1 de novembro de 2015

Ela não nos criou

De vez em quando, na escola ou noutros espaços sociais, defronto-me com gente de pensamento grande, de mente aberta e de atitude crítica perante situações preocupantes, senão caóticas. Numa dessas, enquanto eu dava aulas numa turma, perguntei a uma aluna o que a preocupava. Sua resposta me permitiu pensar, repensar e pensar ainda um pouco. Ela me disse que já não suportava mais a intensidade com que as pessoas utilizam os aparelhos celulares, alheando-se dos acontecimentos em tempo real e das outras pessoas.

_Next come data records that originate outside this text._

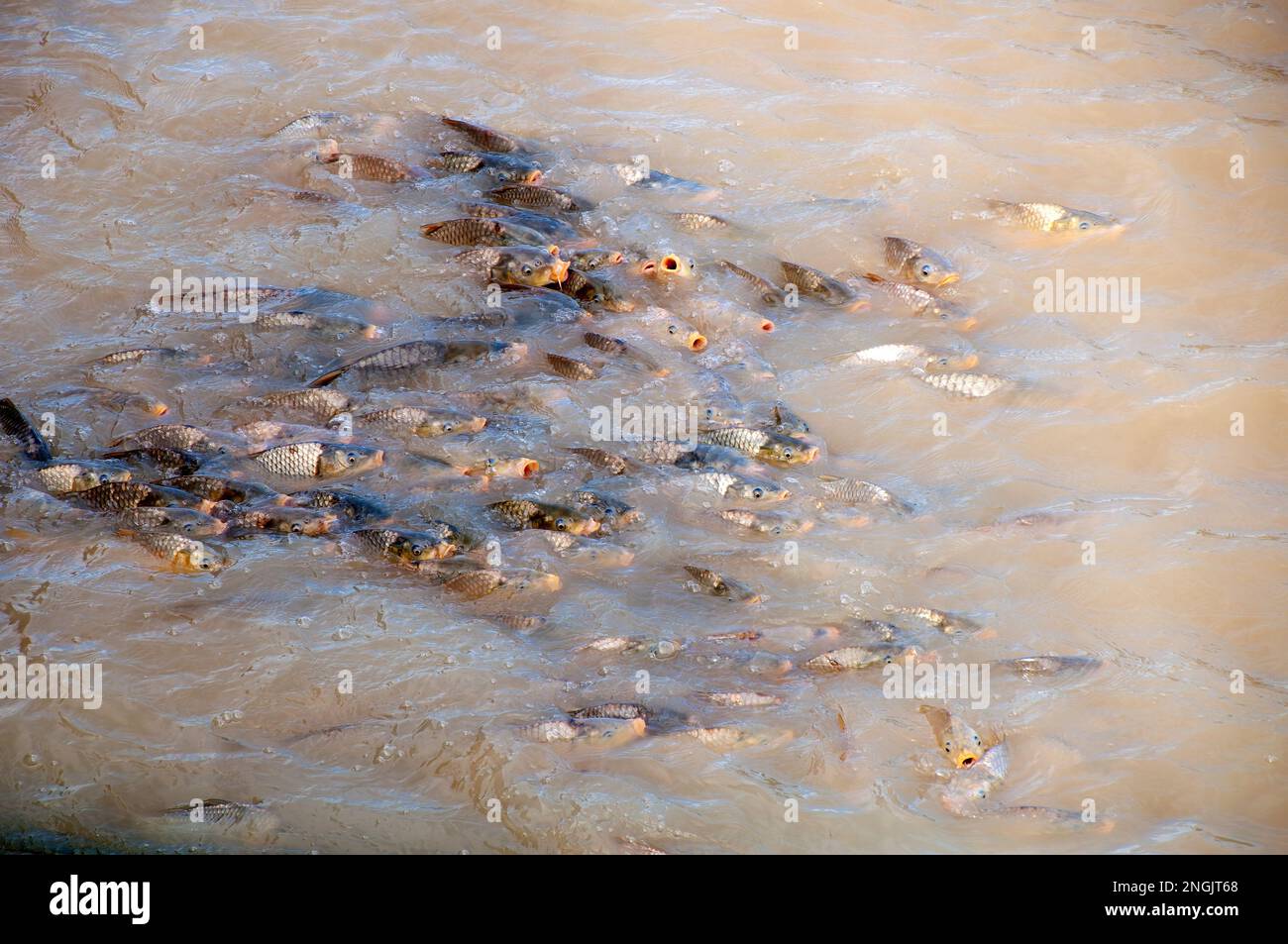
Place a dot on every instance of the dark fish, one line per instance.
(812, 282)
(533, 197)
(374, 167)
(769, 292)
(16, 425)
(484, 137)
(390, 362)
(471, 231)
(509, 167)
(571, 368)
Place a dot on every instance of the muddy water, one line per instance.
(1157, 545)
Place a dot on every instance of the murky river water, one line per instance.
(1149, 450)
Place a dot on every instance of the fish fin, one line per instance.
(329, 377)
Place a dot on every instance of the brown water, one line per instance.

Aquilo me impressionou muito. Me impressionou a ponto de eu questionar se realmente a tecnologia representa mesmo um avanço ou um retrocesso na vida dos homens. Daí veio a percepção de que se a tectonologia induz os indivíduos a esquecerem de si mesmos, a fugir de suas circunstâncias, a desviarem-se das coisas reais e dos outros, ela não pode ser positiva. Não pode porque desumaniza, porque mumifica, por um tempo, a possibilidade de se fazer humano.
Quanto mais os dedos vão deslizando, de clique em clique, mais os sujeitos vão sendo apoderados pela dimensão virtual, oportunizando à tecnologia o domínio sobre o homem. Dominação facilmente percebida no uso descontrolado e faminto de aparelhos e redes.
Não se pode falar em evolução quando a elegante tecnologia substitui as relações autenticamente humanas. Evoluídos parecem os povos que nunca a tiveram. Por isso que, às vezes, quanto mais as pessoas sonham com luz mais permanecem na escuridão.
Quando eu fui criança e adolescente morei no campo, e o que alegrava as noites era a caminhada pelas estradas semi-escuras, rumo a casa dos vizinhos para conversar e tomar café ao redor de fogueiras. Em casa, nada nos tomava o fôlego para conversar, nada nos desviava dos outros. Só que com a chegada da luz elétrica, da televisão, as relações se modificaram. A harmonia virou caos. Já não se faz visitas a ninguém, e tem horas que a conversa vira mudez de múmia.
Não é mal que essa lógica tenha que se inverter. A tecnologia não se criou para nos dominar, mas sim para ser dominada por nós. E a dominamos se não a deixamos nos roubar a humanidade, se não lhe permitimos dirimir o aconchego do outro, se a controlarmos a ponto de usar seu potencial criativo para realizar nossas possibilidades humanas.